Iraqi army soldiers backed by Shia fighters are tightening the noose around the ISIL-held city of Tikrit, located on the Tigris River in the east.
On Wednesday, the forces advanced towards the city, which fell to ISIL following their lightning advance into Iraq from Syria in June 2014.
The army’s operation to liberate the city is being conducted from five directions so the Takfiris can neither escape nor strengthen their defenses via sending reinforcement.
According to Iraqi media, a number of villages and oilfields near the city, which is the birthplace of Iraqi former dictator Saddam Hussein, have been retaken.
Reports said that the Ajil and Alas oilfields were recaptured along with the nearby village of al-Maibdi, situated on the road between Tikrit and Kirkuk.
Since the operation began on Monday, some 30,000 forces have been approaching the city with air support from Iraqi jets and helicopters.
The soldiers are opting for an ISIL stronghold called al-Dour, a small town some 19 kilometers (12 miles) away from Tikrit, which has already been encircled and awaits an offensive.
The Iraqi state television said the militants set fire on an oil pipeline before they withdrew from Tal Kasiba, a village in the east of Tikrit, the provincial capital of Salahuddin province.
Meanwhile, ISIL released some propaganda images of the terrorists’ vehicles and weapons, which they alleged were part of reinforcement in the province.
Lieutenant General Abdul Amir al-Zaidi told AFP earlier that the operation was focused on stopping more ISIL attacks and cutting their supply line.

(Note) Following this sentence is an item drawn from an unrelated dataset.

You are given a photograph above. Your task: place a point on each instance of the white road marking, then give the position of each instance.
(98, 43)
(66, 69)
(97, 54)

The next step would be to “surround the towns completely, suffocate them and then pounce,” he noted, adding that the militants had planted roadside bombs and were using sniper fire to slow the advance.
Civilians ISIL human shield
Meanwhile, rights group Human Rights Watch warned about ISIL’s possible use of civilians as human shields.
“All commanders in Tikrit need to make sure that their forces protect civilians and allow them to flee the combat zone,” said Joe Stork, the group’s deputy Middle East and North Africa director.
The crisis in Iraq escalated after the ISIL terrorists took control of Mosul on June 10, which was followed by the fall of Tikrit, located 140 kilometers (87 miles) northwest of the capital Baghdad.
Ever since, the terrorists have resorted to atrocious crimes against the Iraqis in an attempt to breed fear amongst the nation and recruit more forces from around the globe.